Matt says this and jumps to his feet and walks in my direction with ignited eyes. His eyes piercing through his month-long beard hold no anger, no disappointment as he walks across the room, and I wait for the moment when his anger will emerge. He comes closer as I question what it is I’m seeing. I fear his closeness while wondering if he might grab me or do something entirely out of character given the extremity of the situation. He grabs me abruptly, and I stutter backward. He shocks my cold face with a kiss that stuns my soul and confuses my wind-chapped lips ready to begin in a scream of apologies and the inevitable story of David from the beginning. I can feel the loving hands of my son along my knees and around my thighs as he shifts his weight into me in the purest of affection.
The affection does anything but soothe my indicted heart. The misery and mourning inside me wants nothing to be normal again. This is the moment where I come clean, that I tell Matt how I feel, and what it is I really want for my life. This is where I tell him there’s no longer a connection between us, and I’ve felt so displaced for the past few years.
Matt holds my body as the manly scent of his flannel and sweats uniform grabs me like the foreign touch of an unwanted advance that I don’t know how to fight. I imagine what David thought of him on first sight, imagining me with Matt, living in this place, and in this life that couldn’t be farther from his own.
“You’re not supposed to be back until tomorrow,” Matt says in more of a statement than a question, but with no hint of anger or pain that part of me so craves.
Tears begin to flow. Billy holds on so tight that for a moment everything seems okay, painfully okay as if nothing had happened, and we are all simply returned to where we were a year ago, a week ago, a day ago. I pick Billy up and hold him close, his soft baby hair dries my eyes as he flails to get away, and I struggle to hold up his weight with my knee.
“No, I came back early,” I reply tepidly, still unsure if this too is a trap. Matt takes a seat at the dining room table and hides the basket of laundry underneath the table.
“Did you get everything you needed for your story?”
There’s no question as to why I returned early, what my days entailed, or how I made my way through a treacherous snowstorm, as David would have asked. He has no curiosity for what I am feeling or have experienced in the days since we’ve parted as with those homecomings that have come before. Matt gets lost in his own immediate thoughts of holiday plans and dinner with no inquisitiveness for what happens beyond these walls, whom I met, or what he might have experienced had he joined me on this trip that didn’t exist. My reality sets in; there is no other life than this for me now. There is just this.
“Wait, you’re crying. Are you crying? Are you all right?” Matt asks as I try to hide my face.
“No, I’m okay,” I reply, wiping tears from my face that simply continue to fall.
“Show Mommy what you made, Billy.”
Matt points to the snowflakes that line all of our windows, their sills caked over in a mix of dirt and generations of paint. Billy wobbles about like a little man, a mini-version of his dad with almost identical gray pants and a sweatshirt. He returns to his toy cars next to the Christmas tree trimmed in a popcorn garland and a homemade star on top.
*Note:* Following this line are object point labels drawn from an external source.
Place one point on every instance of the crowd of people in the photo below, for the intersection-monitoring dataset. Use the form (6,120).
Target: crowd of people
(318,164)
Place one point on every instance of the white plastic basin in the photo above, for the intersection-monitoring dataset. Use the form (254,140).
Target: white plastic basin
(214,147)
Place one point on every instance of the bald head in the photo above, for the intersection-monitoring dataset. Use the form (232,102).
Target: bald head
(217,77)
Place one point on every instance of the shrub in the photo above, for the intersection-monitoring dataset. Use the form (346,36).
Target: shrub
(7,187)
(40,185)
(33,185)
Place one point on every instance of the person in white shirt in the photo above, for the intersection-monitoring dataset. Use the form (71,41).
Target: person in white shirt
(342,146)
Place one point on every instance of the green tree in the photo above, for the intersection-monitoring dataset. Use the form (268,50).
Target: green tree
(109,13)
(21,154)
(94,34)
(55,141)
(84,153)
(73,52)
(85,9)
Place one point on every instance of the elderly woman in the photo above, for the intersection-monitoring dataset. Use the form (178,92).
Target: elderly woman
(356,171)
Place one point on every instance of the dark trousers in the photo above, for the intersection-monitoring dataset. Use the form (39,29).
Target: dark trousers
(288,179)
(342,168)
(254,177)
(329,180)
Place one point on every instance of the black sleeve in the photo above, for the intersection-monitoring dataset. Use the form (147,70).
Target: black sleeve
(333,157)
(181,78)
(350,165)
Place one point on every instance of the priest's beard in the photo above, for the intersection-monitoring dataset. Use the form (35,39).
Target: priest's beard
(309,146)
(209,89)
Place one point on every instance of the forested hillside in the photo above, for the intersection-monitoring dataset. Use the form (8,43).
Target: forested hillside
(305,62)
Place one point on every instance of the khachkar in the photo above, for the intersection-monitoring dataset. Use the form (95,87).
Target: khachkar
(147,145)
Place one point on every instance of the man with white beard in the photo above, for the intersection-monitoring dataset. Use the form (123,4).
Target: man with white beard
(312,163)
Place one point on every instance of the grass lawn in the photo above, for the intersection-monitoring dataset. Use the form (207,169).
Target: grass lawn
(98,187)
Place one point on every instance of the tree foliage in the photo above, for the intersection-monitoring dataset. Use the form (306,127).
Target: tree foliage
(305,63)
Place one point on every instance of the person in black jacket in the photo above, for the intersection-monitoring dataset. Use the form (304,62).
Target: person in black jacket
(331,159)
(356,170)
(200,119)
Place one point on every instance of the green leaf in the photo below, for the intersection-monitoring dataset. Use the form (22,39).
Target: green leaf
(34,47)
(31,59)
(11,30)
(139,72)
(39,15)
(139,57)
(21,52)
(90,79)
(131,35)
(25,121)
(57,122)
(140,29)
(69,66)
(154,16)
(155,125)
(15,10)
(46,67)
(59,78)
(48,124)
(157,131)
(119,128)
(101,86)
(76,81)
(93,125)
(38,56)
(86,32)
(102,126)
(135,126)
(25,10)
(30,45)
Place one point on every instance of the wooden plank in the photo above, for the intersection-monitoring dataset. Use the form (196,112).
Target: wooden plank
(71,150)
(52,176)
“I’m just going to put this away,” I say with a finger pointed at my bag covered in salt residue and dirt that looks nothing as it did sitting on the floor of the hotel. My bag alone shares the secret of my broken heart.
I retreat to our bedroom and see our unmade bed. Glasses of water cluster on the side table with its LCD alarm clock and photos of happier days. My heart tells me to leave, to walk out the door and to a hotel for a few days as I manage to sort out the unwinding of this life. However, after a year of selfishness, I also know I need to be a better mother starting right now before it’s truly too late. I tuck the bag in the back of our closet as I mutate into my home uniform of running pants and a sweatshirt, which I wouldn’t have even worn to work out in when with David.
My hair is a mess, and I haven’t showered in days. I glance down and reach back into my bag to finger the little box open, my last reminder of him as I return to this life. I untie the ribbon in haste as my fingers reach through the velvet packaging to feel the shiny stones and coldness of metal before me. I dare not look as I touch it to my face and lips, and my eyes open to catch shiny emerald stones wrapped around a single band of warm yellow gold. My eyes look closer to an inscription written inside: “Never further than right here inside.” I repeat the inscription to myself and then again, as tears stream down my face. I fall to my knees as if life has forsaken me.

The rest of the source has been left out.